LUI. Vous avez tout tenté, mais vous avez perdu.
ELLE. Alors, c’est nous deux qui avons perdu.
LUI. Peut-être. Et maintenant, partez.
ELLE. Je ne veux pas dire mais c’est ma table.
LUI. C’est juste. Pardon.
L’homme se lève sans hésitation, retourne à sa table, fourre son manuscrit dans son porte-documents, prêt à partir. La femme se lève et se dirige vers sa table.

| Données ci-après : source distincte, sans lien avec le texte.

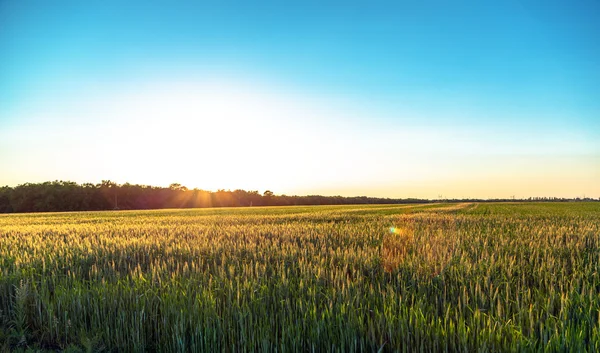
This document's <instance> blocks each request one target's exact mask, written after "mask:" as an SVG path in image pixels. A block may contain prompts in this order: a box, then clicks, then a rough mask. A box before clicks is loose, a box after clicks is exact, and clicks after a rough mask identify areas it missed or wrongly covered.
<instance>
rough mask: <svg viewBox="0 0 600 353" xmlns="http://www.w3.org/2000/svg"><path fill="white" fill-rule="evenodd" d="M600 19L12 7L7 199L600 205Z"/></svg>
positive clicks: (10, 22)
mask: <svg viewBox="0 0 600 353" xmlns="http://www.w3.org/2000/svg"><path fill="white" fill-rule="evenodd" d="M599 15H600V3H598V2H597V1H574V2H567V1H563V2H555V1H543V2H516V1H472V2H462V1H459V2H449V1H448V2H447V1H443V2H442V1H440V2H437V1H419V2H417V1H404V2H403V1H394V2H384V1H381V2H377V1H375V2H373V1H371V2H351V1H343V2H322V1H321V2H317V1H314V2H312V1H301V2H294V3H292V2H281V1H276V2H231V1H214V2H213V1H210V2H191V1H190V2H184V1H181V2H166V1H140V2H135V1H128V2H127V3H126V4H124V2H111V1H97V2H95V1H72V2H68V1H56V2H49V1H11V0H7V1H3V2H1V3H0V62H1V63H2V64H1V65H0V107H1V109H0V138H2V141H3V142H0V168H1V170H2V173H0V184H9V185H16V184H20V183H24V182H28V181H43V180H54V179H68V180H75V181H79V182H84V181H92V182H95V181H99V180H101V179H112V180H116V181H117V182H126V181H129V182H132V183H148V184H167V185H168V184H169V183H170V182H175V181H177V182H181V183H183V184H186V185H188V186H190V187H200V188H207V189H211V188H214V189H216V188H232V189H233V188H238V187H240V188H251V189H260V190H263V189H267V188H269V189H274V191H275V192H276V193H288V194H293V193H313V192H315V193H316V192H318V193H323V194H344V195H357V194H360V195H363V194H366V195H374V196H391V197H409V196H416V197H437V195H439V194H444V195H447V196H448V197H507V196H510V195H513V194H517V195H518V196H519V197H528V196H546V195H547V196H582V195H583V194H586V195H588V196H594V197H600V187H599V186H598V184H600V182H598V180H600V143H599V142H598V141H600V99H598V92H600V41H599V40H598V37H599V35H600V24H599V23H598V21H597V18H599ZM203 102H204V103H203ZM214 102H222V104H213V103H214ZM157 112H158V113H157ZM172 125H177V126H183V127H184V128H183V129H182V130H183V131H181V130H178V129H175V128H173V126H172ZM140 126H145V127H144V128H143V129H141V130H143V131H144V132H143V133H144V134H146V135H145V136H150V137H151V139H150V140H149V139H144V138H142V137H141V136H143V134H142V133H140ZM165 126H170V127H169V128H166V127H165ZM215 130H218V131H215ZM166 131H168V135H167V133H166ZM178 131H179V132H178ZM194 132H197V134H195V133H194ZM196 140H197V141H208V142H209V145H210V146H203V147H198V145H201V143H198V144H196V143H193V142H194V141H196ZM181 141H187V142H185V143H183V144H182V143H180V142H181ZM190 141H191V142H190ZM291 141H293V142H291ZM107 146H108V147H107ZM73 151H77V153H75V152H73ZM148 151H152V156H162V157H161V158H162V159H159V160H156V159H155V158H154V157H148V156H145V157H144V155H147V154H148ZM134 152H135V153H134ZM276 152H277V153H276ZM107 156H109V157H110V158H109V157H107ZM173 156H176V157H173ZM200 157H201V158H200ZM196 159H203V160H205V162H204V163H205V165H199V164H198V163H193V164H194V167H190V164H191V163H190V161H192V160H196ZM265 160H269V161H270V162H269V163H268V165H266V166H265V165H264V161H265ZM249 161H251V162H249ZM261 163H262V164H261ZM257 166H258V167H257ZM282 170H287V172H285V171H282ZM365 170H367V171H365ZM208 171H210V172H208ZM238 174H239V175H238Z"/></svg>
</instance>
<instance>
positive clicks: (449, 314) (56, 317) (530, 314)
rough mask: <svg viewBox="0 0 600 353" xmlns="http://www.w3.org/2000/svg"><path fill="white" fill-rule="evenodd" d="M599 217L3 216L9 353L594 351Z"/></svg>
mask: <svg viewBox="0 0 600 353" xmlns="http://www.w3.org/2000/svg"><path fill="white" fill-rule="evenodd" d="M599 268H600V203H591V202H587V203H584V202H581V203H575V202H572V203H514V204H511V203H496V204H493V203H489V204H488V203H480V204H476V203H473V204H446V203H441V204H427V205H410V206H407V205H374V206H364V205H360V206H313V207H306V206H305V207H254V208H219V209H188V210H156V211H115V212H78V213H37V214H18V215H2V216H0V349H1V350H4V351H63V350H64V351H70V352H96V351H106V352H149V351H150V352H214V351H230V352H246V351H252V352H253V351H279V352H304V351H310V352H313V351H314V352H317V351H337V352H353V351H381V352H388V351H389V352H392V351H399V352H413V351H436V352H441V351H448V352H457V351H458V352H473V351H542V350H543V351H551V352H555V351H590V352H595V351H596V352H597V351H600V274H599V271H600V269H599Z"/></svg>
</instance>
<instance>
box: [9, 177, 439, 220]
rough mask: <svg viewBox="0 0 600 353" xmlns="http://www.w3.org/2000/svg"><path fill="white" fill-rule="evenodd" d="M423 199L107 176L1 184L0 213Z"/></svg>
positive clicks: (279, 205)
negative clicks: (312, 194) (141, 184)
mask: <svg viewBox="0 0 600 353" xmlns="http://www.w3.org/2000/svg"><path fill="white" fill-rule="evenodd" d="M423 202H431V201H430V200H424V199H412V198H411V199H390V198H377V197H366V196H357V197H343V196H321V195H308V196H288V195H275V194H274V193H273V192H271V191H269V190H267V191H265V192H264V193H262V194H261V193H259V192H258V191H246V190H233V191H231V190H217V191H206V190H201V189H188V188H187V187H185V186H182V185H180V184H177V183H174V184H171V185H170V186H169V187H156V186H149V185H137V184H129V183H125V184H121V185H119V184H117V183H114V182H112V181H110V180H103V181H102V182H101V183H98V184H91V183H84V184H78V183H75V182H71V181H49V182H44V183H25V184H22V185H18V186H15V187H9V186H4V187H0V213H13V212H61V211H98V210H114V209H121V210H138V209H139V210H142V209H160V208H201V207H247V206H289V205H343V204H398V203H423Z"/></svg>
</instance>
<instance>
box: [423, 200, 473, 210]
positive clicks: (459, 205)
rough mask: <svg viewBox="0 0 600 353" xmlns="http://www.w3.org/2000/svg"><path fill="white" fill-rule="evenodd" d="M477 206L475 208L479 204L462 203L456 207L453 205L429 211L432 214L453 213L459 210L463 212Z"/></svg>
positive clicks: (436, 208) (427, 209) (459, 203)
mask: <svg viewBox="0 0 600 353" xmlns="http://www.w3.org/2000/svg"><path fill="white" fill-rule="evenodd" d="M473 205H475V206H474V207H476V206H477V204H474V203H472V202H462V203H459V204H456V205H451V206H446V207H443V206H442V207H432V208H429V209H427V211H432V212H452V211H458V210H462V209H465V208H468V207H471V206H473Z"/></svg>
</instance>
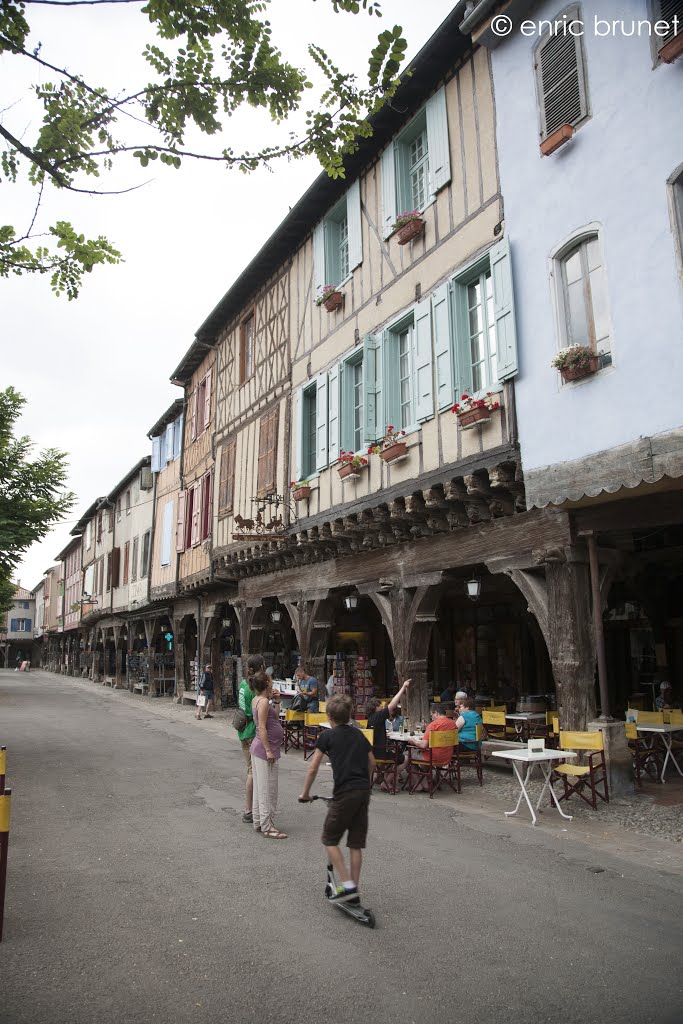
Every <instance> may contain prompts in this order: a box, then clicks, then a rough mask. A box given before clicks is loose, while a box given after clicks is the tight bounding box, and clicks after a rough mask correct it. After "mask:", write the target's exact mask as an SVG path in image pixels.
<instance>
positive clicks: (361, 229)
mask: <svg viewBox="0 0 683 1024" xmlns="http://www.w3.org/2000/svg"><path fill="white" fill-rule="evenodd" d="M346 222H347V224H348V268H349V270H353V269H355V267H356V266H359V265H360V263H362V225H361V221H360V182H359V181H354V182H353V184H352V185H351V187H350V188H349V190H348V193H347V194H346Z"/></svg>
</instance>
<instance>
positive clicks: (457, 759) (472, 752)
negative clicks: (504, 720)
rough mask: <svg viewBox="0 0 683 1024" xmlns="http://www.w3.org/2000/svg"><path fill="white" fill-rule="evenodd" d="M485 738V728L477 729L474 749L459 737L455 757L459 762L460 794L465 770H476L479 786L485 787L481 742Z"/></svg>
mask: <svg viewBox="0 0 683 1024" xmlns="http://www.w3.org/2000/svg"><path fill="white" fill-rule="evenodd" d="M482 738H483V726H482V725H477V727H476V740H475V745H474V748H473V749H470V746H469V745H468V744H466V743H463V742H462V741H461V739H460V736H459V737H458V742H457V743H456V745H455V748H454V751H453V756H454V758H455V759H456V760H457V761H458V793H460V778H461V771H462V769H463V768H474V769H475V771H476V773H477V778H478V780H479V785H483V764H482V762H481V740H482Z"/></svg>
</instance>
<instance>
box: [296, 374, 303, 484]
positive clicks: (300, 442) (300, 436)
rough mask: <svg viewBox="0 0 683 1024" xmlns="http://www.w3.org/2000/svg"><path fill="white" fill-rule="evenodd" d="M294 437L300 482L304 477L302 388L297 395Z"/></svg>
mask: <svg viewBox="0 0 683 1024" xmlns="http://www.w3.org/2000/svg"><path fill="white" fill-rule="evenodd" d="M294 420H295V423H294V436H295V438H296V444H295V449H294V451H295V453H296V458H295V467H294V468H295V477H296V480H300V479H301V478H302V476H303V388H302V387H300V388H299V390H298V391H297V393H296V400H295V402H294Z"/></svg>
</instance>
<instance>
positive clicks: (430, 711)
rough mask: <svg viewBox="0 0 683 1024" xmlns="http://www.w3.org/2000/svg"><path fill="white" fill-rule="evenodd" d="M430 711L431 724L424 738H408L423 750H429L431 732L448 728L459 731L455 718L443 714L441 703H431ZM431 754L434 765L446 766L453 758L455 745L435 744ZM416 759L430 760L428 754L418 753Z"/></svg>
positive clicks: (432, 762) (426, 760)
mask: <svg viewBox="0 0 683 1024" xmlns="http://www.w3.org/2000/svg"><path fill="white" fill-rule="evenodd" d="M446 710H447V711H450V709H446ZM429 712H430V715H431V722H430V723H429V725H428V726H427V728H426V729H425V734H424V736H423V738H422V739H417V738H415V737H412V738H411V739H409V740H408V742H409V743H410V744H411V746H417V748H419V749H420V750H421V751H428V750H429V735H430V733H432V732H441V731H443V730H446V729H452V730H453V732H454V734H455V733H456V732H457V730H456V723H455V722H454V721H453V718H451V717H450V715H447V714H446V715H444V714H443V709H442V707H441V705H440V703H433V705H431V706H430V708H429ZM454 746H455V742H454ZM431 756H432V757H431V763H432V765H434V767H437V768H444V767H445V765H447V763H449V761H450V760H451V758H452V757H453V746H434V748H433V749H432V752H431ZM414 760H415V761H427V760H428V756H424V755H420V754H417V755H414Z"/></svg>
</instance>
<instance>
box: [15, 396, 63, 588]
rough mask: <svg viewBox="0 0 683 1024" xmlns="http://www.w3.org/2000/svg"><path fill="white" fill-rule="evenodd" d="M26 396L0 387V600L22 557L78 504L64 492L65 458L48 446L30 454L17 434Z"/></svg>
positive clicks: (62, 455)
mask: <svg viewBox="0 0 683 1024" xmlns="http://www.w3.org/2000/svg"><path fill="white" fill-rule="evenodd" d="M25 404H26V398H24V397H23V396H22V395H20V394H19V393H18V391H15V390H14V388H12V387H8V388H6V389H5V390H4V391H0V598H2V596H3V595H6V593H7V586H8V585H9V584H10V581H11V579H12V575H13V573H14V570H15V568H16V566H17V564H18V562H19V561H20V559H22V556H23V555H24V554H25V552H26V551H28V549H29V548H30V547H31V545H32V544H34V543H35V542H36V541H40V540H42V538H44V537H45V536H46V535H47V534H48V532H49V530H50V529H51V528H52V526H54V525H55V524H56V523H57V522H59V520H60V519H62V518H63V517H65V515H66V514H67V513H68V512H69V511H70V509H71V508H73V506H74V502H75V501H76V496H75V495H73V494H71V493H67V492H65V489H63V488H65V484H66V482H67V463H66V459H67V456H66V455H65V453H63V452H57V451H56V449H47V450H46V451H44V452H41V453H40V454H39V455H38V456H37V458H33V459H32V458H31V456H32V451H33V445H32V443H31V440H30V438H29V437H14V433H13V429H14V423H15V422H16V420H17V418H18V416H19V413H20V411H22V408H23V407H24V406H25Z"/></svg>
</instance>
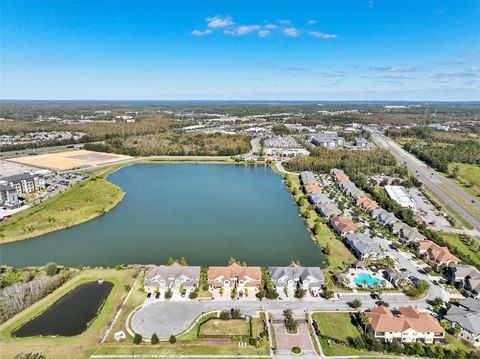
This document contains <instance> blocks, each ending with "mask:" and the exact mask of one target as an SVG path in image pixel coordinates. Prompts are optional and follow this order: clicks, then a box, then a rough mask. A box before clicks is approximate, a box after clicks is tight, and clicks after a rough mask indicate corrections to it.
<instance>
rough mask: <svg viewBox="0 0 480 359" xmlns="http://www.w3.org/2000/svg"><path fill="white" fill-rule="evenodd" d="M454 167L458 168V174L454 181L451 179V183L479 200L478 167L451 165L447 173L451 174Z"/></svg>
mask: <svg viewBox="0 0 480 359" xmlns="http://www.w3.org/2000/svg"><path fill="white" fill-rule="evenodd" d="M456 166H458V174H457V178H456V179H451V180H452V182H453V183H455V184H456V185H457V186H459V187H461V188H462V189H463V190H464V191H465V192H467V193H469V194H471V195H472V196H474V197H477V198H480V166H478V165H472V164H467V163H451V164H449V166H448V171H449V173H452V172H453V169H454V168H455V167H456Z"/></svg>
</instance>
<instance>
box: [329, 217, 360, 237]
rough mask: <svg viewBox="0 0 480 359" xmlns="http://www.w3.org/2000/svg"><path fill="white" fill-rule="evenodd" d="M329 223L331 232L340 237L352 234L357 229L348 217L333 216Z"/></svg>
mask: <svg viewBox="0 0 480 359" xmlns="http://www.w3.org/2000/svg"><path fill="white" fill-rule="evenodd" d="M329 223H330V225H331V226H332V228H333V230H334V231H335V232H337V233H338V234H340V235H346V234H347V233H353V232H355V231H356V230H357V229H358V225H356V224H355V223H354V222H353V221H352V219H351V218H348V217H338V216H333V217H330V220H329Z"/></svg>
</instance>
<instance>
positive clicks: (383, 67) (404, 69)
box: [373, 66, 418, 72]
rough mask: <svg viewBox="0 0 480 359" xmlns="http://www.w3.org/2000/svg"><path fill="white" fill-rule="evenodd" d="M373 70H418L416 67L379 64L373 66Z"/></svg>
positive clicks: (395, 71)
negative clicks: (403, 66)
mask: <svg viewBox="0 0 480 359" xmlns="http://www.w3.org/2000/svg"><path fill="white" fill-rule="evenodd" d="M373 70H375V71H378V72H414V71H417V70H418V67H391V66H379V67H374V68H373Z"/></svg>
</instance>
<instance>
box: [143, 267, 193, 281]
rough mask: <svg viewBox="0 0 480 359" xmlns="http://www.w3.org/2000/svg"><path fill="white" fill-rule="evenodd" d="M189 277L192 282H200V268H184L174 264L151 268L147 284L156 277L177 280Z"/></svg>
mask: <svg viewBox="0 0 480 359" xmlns="http://www.w3.org/2000/svg"><path fill="white" fill-rule="evenodd" d="M182 276H183V277H187V278H189V279H191V280H194V281H198V280H199V278H200V267H198V266H182V265H180V264H178V263H173V264H172V265H169V266H166V265H161V266H156V267H153V268H150V269H149V270H148V271H147V273H146V274H145V283H147V284H148V282H150V281H151V280H152V278H154V277H159V278H160V279H165V280H169V279H172V278H173V280H174V279H176V278H180V277H182Z"/></svg>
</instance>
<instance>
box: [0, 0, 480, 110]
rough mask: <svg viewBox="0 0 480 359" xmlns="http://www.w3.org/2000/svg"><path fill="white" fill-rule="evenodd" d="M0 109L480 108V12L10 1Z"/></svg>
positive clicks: (309, 6)
mask: <svg viewBox="0 0 480 359" xmlns="http://www.w3.org/2000/svg"><path fill="white" fill-rule="evenodd" d="M0 2H1V7H2V10H1V12H0V14H1V15H0V16H1V34H0V36H1V55H0V56H1V64H0V66H1V74H0V75H1V88H0V90H1V94H0V97H1V98H2V99H80V100H88V99H112V100H121V99H133V100H135V99H152V100H162V99H165V100H177V99H222V100H224V99H226V100H228V99H232V100H234V99H238V100H239V99H258V100H264V99H277V100H322V99H324V100H455V101H456V100H480V20H479V19H480V1H450V2H442V1H427V0H424V1H398V2H397V1H380V0H370V1H369V0H365V1H363V0H362V1H360V0H358V1H332V2H330V1H308V2H301V1H295V2H290V1H266V2H258V1H257V2H253V1H252V2H248V1H240V0H238V1H210V2H203V1H192V2H189V1H175V2H167V1H146V2H141V1H135V2H128V1H84V2H75V1H52V2H47V1H33V2H32V1H4V0H0Z"/></svg>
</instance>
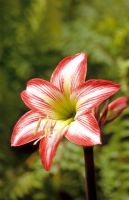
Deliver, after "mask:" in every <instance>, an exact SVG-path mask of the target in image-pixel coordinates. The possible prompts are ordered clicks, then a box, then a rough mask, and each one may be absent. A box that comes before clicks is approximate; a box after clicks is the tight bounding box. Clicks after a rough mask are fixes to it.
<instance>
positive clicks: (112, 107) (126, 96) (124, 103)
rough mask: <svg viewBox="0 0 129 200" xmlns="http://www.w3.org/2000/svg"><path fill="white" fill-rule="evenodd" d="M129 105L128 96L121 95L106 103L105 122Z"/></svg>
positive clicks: (117, 116) (118, 112) (111, 120)
mask: <svg viewBox="0 0 129 200" xmlns="http://www.w3.org/2000/svg"><path fill="white" fill-rule="evenodd" d="M128 106H129V97H128V96H123V97H119V98H117V99H115V100H114V101H112V102H111V103H110V104H109V105H108V113H107V117H106V122H110V121H112V120H114V119H116V118H117V117H118V116H119V115H120V114H121V113H122V112H123V111H124V110H125V109H126V108H127V107H128Z"/></svg>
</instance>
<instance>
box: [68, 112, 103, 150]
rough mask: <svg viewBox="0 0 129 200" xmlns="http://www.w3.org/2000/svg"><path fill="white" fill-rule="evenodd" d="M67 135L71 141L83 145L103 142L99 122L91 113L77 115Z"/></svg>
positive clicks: (79, 144)
mask: <svg viewBox="0 0 129 200" xmlns="http://www.w3.org/2000/svg"><path fill="white" fill-rule="evenodd" d="M65 137H66V138H67V139H68V140H69V141H70V142H72V143H74V144H78V145H82V146H94V145H96V144H101V137H100V129H99V126H98V122H97V120H96V119H95V117H94V116H93V115H92V114H91V113H87V114H85V115H82V116H79V117H77V118H76V120H75V121H74V122H72V123H71V124H70V125H69V128H68V130H67V133H66V134H65Z"/></svg>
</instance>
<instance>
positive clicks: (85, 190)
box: [83, 147, 97, 200]
mask: <svg viewBox="0 0 129 200" xmlns="http://www.w3.org/2000/svg"><path fill="white" fill-rule="evenodd" d="M83 150H84V161H85V179H86V189H85V191H86V193H85V195H86V197H85V199H86V200H97V193H96V182H95V170H94V152H93V147H83Z"/></svg>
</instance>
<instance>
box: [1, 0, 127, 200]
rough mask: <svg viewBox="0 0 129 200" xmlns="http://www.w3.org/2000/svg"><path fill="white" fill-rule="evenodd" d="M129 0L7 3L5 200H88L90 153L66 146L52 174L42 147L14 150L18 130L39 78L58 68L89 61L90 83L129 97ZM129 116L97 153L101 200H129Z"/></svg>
mask: <svg viewBox="0 0 129 200" xmlns="http://www.w3.org/2000/svg"><path fill="white" fill-rule="evenodd" d="M128 10H129V2H128V0H105V1H100V0H91V1H89V0H87V1H85V0H69V1H65V0H62V1H60V0H28V1H25V0H6V1H4V0H0V199H2V200H17V199H19V200H20V199H32V200H40V199H42V200H43V199H44V200H54V199H55V200H58V199H67V200H69V199H70V200H72V199H74V200H82V199H83V196H84V166H83V165H84V164H83V154H82V149H81V148H80V147H78V146H77V145H73V144H70V143H69V142H67V141H64V142H63V143H62V144H61V145H60V148H59V149H58V151H57V155H56V157H55V160H54V164H53V167H52V170H51V172H50V173H48V172H45V171H44V169H42V166H41V163H40V160H39V157H38V153H36V152H37V149H38V147H37V146H33V145H32V144H30V145H24V146H22V147H18V148H11V147H10V137H11V133H12V129H13V126H14V124H15V123H16V121H17V120H18V119H19V117H20V116H21V115H22V114H23V113H25V112H26V110H27V108H26V107H25V106H24V105H23V103H22V101H21V99H20V92H21V91H22V90H23V89H24V88H25V84H26V82H27V80H29V79H30V78H32V77H42V78H44V79H49V77H50V74H51V73H52V70H53V69H54V67H55V66H56V64H57V63H58V62H59V61H60V60H61V59H62V58H63V57H65V56H67V55H72V54H75V53H78V52H81V51H83V52H86V53H87V55H88V66H89V67H88V78H91V77H92V78H100V79H110V80H113V81H116V82H118V83H120V84H121V92H119V93H118V95H128V91H129V78H128V77H129V26H128V21H129V12H128ZM128 118H129V109H128V110H126V112H125V113H124V114H123V115H122V117H121V118H120V119H118V120H116V121H115V123H112V124H110V125H108V126H107V127H106V128H105V129H104V130H103V132H104V134H103V138H104V144H103V146H102V147H100V146H98V147H96V148H95V158H96V160H95V161H96V177H97V183H98V195H99V200H103V199H105V200H106V199H107V200H128V199H129V181H128V179H129V145H128V142H129V121H128Z"/></svg>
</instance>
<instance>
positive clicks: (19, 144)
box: [11, 111, 44, 146]
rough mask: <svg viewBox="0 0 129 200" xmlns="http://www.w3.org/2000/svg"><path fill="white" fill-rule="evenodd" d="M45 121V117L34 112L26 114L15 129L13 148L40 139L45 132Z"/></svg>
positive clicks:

ELLE. Pardon, la place est libre?
LUI. (Irrité.). Oui. Toute la table est libre, parce que j’ai fini de dîner et que je vais partir.
ELLE. Donc, en attendant, je peux m’asseoir?
LUI. Comme il vous plaira.
La femme s’assoit.
LUI. Eh bien, que voulez-vous encore?
ELLE. Dire quelques mots en guise d’adieu. Asseyez-vous. Je ne serai pas longue.
LUI. (Il s’assoit.). Alors?
ELLE. Savez-vous pourquoi, il y a une heure de ça, je me suis approchée de vous?
LUI. Je le devine.
ELLE. Non, vous ne pouvez pas le deviner.
LUI. Eh bien, alors, dites.
ELLE. Ça faisait un moment que j’étais assise à proximité et que je vous observais. Et vous n’avez même pas une fois jeté un regard vers moi. Mais je ne dis pas ça parce que je serais vexée, pour quelle raison auriez-vous dû me regarder? Et donc, je restais là, assise, et soudain j’ai pensé que vous alliez partir et que je ne vous reverrais plus jamais. Et je vous ai imaginé montant seul alors vers votre chambre nue et sans confort et j’ai compris que si vous partiez, alors je ne pourrais plus rien pour vous. Alors, tout à coup, je me suis levée et je vous ai abordé sans rien espérer et sans aucun plan. Je vous ai simplement abordé.